There are certain things in life we must obviously follow through on, but there are also times when we start a project/job/remodel and somewhere along the way realize this path is not the right one. Sometimes we keep barreling forward, bearing the brunt and wearing the physical frustration that comes with being on the wrong road, but feeling obligated to continue. So here is your permission, your free pass, maybe the blessings you needed to change course and run towards something that brings the satisfaction you were seeking all along.
Now what if the goal, the dream, the life involves more than just you? The people you are on the journey of life with. A spouse, children, close sibling, a parent. What happens when your dreams collide with expectations, family obligations, and commitments? My best advice is to start by making a list before speaking with your loved ones. Write out your concerns, goals, mini-goals and then ask them what they think and be open to hearing their thoughts. Sometimes we are surprised that our goals could very well be in line with how the other person might be feeling too. Sometimes compromises needed to be made, sometimes talking through the logistics can make the dream feel more tangible. Ultimately when we approach the discussion with love and kindness, it gives us the best chance to allow all parties to speak and be heard. Of course, this goes both ways. We also must be willing to hear the other side and be understanding of whatever concerns our loved ones might raise as well as be mindful of the dreams they have as well.

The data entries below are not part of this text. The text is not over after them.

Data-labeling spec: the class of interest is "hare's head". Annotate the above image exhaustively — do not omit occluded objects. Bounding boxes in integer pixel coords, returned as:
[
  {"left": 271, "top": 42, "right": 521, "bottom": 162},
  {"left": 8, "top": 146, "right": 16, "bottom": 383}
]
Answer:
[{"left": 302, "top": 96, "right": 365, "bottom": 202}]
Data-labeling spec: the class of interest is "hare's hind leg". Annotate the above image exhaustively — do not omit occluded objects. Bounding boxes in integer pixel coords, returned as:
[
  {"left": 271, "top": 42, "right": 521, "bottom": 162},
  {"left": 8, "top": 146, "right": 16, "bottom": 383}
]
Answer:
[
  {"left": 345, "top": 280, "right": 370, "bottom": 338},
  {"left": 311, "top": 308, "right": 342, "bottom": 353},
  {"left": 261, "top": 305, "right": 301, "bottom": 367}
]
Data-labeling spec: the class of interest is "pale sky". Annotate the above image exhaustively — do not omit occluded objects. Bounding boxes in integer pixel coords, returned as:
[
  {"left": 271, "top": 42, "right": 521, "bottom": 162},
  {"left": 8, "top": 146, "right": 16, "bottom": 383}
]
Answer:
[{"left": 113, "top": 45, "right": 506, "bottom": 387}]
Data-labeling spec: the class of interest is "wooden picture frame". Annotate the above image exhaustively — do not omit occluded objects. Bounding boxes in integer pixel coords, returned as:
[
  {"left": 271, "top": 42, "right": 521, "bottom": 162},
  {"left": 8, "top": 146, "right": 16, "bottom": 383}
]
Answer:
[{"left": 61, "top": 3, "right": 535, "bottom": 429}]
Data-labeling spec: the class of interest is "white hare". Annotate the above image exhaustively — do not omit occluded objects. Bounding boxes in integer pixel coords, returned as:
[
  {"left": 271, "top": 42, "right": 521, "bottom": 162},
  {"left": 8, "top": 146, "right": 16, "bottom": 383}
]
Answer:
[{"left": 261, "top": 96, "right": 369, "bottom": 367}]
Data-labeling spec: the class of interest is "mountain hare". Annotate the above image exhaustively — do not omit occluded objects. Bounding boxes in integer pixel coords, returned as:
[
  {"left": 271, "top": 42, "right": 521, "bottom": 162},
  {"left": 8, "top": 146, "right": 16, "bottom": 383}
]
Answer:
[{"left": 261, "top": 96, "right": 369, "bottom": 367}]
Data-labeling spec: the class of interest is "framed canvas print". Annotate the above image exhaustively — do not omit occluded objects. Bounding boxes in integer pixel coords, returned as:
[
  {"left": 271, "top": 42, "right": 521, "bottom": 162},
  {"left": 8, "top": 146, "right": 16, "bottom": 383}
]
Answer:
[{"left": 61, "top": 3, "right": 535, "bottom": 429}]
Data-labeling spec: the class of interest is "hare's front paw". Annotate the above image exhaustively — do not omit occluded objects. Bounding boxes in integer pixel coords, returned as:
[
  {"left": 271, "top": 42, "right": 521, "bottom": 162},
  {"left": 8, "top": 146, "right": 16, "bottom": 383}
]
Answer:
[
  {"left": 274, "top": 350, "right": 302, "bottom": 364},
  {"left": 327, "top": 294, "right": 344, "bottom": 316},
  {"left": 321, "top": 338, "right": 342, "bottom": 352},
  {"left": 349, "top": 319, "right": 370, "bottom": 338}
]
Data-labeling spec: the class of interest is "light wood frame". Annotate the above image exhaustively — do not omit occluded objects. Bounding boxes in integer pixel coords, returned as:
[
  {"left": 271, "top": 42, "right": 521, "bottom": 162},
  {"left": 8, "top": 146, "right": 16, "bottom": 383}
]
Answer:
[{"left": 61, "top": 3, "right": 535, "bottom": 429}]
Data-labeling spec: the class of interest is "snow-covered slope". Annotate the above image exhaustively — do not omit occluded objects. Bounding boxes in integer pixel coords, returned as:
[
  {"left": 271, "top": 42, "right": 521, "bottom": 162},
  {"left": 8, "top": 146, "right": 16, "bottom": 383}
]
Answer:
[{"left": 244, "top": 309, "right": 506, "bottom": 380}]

2022 felt monumental for me. I started a brand new job, turned 40 and said good-bye to my father after his six year battle with cancer. The little and big things change us. The hopes and scars and dreams and lessons and hurts and fears and love all shape us. Our life is constantly being molded both by outside forces and by our own inner voices. I have been challenged and shattered, and yet I have also seen beauty and love in the completely unexpected.
My goals have been transformed and reimaged. The fragility of life has been made all that more apparent and the greatest gift my Dad ever gave me was the insight, while he was still on this earth, that life is meant to be lived. We were not born to sit on the sidelines, but rather we were meant to lean into it. Breathe life into our dreams and fearlessly take steps to realize those big goals. He preached that all things are possible and his unwavering faith shaped his life. As a poor boy growing up in India to a self-made man living in America, he only saw a world filled with possibilities. Looking back it is very obvious that God had a stepping stone path for my Dad’s life that is filled with all the good twists and turns of an adventure novel. A road map that we are meant to put our faith in God and then leap.
As 2023 turns over a new page in our calendars, my prayer is that perhaps this year those whispers on your heart might bring a smile to your face. That hope may overcome fear. And maybe even usher in the beginnings of a beautiful new journey.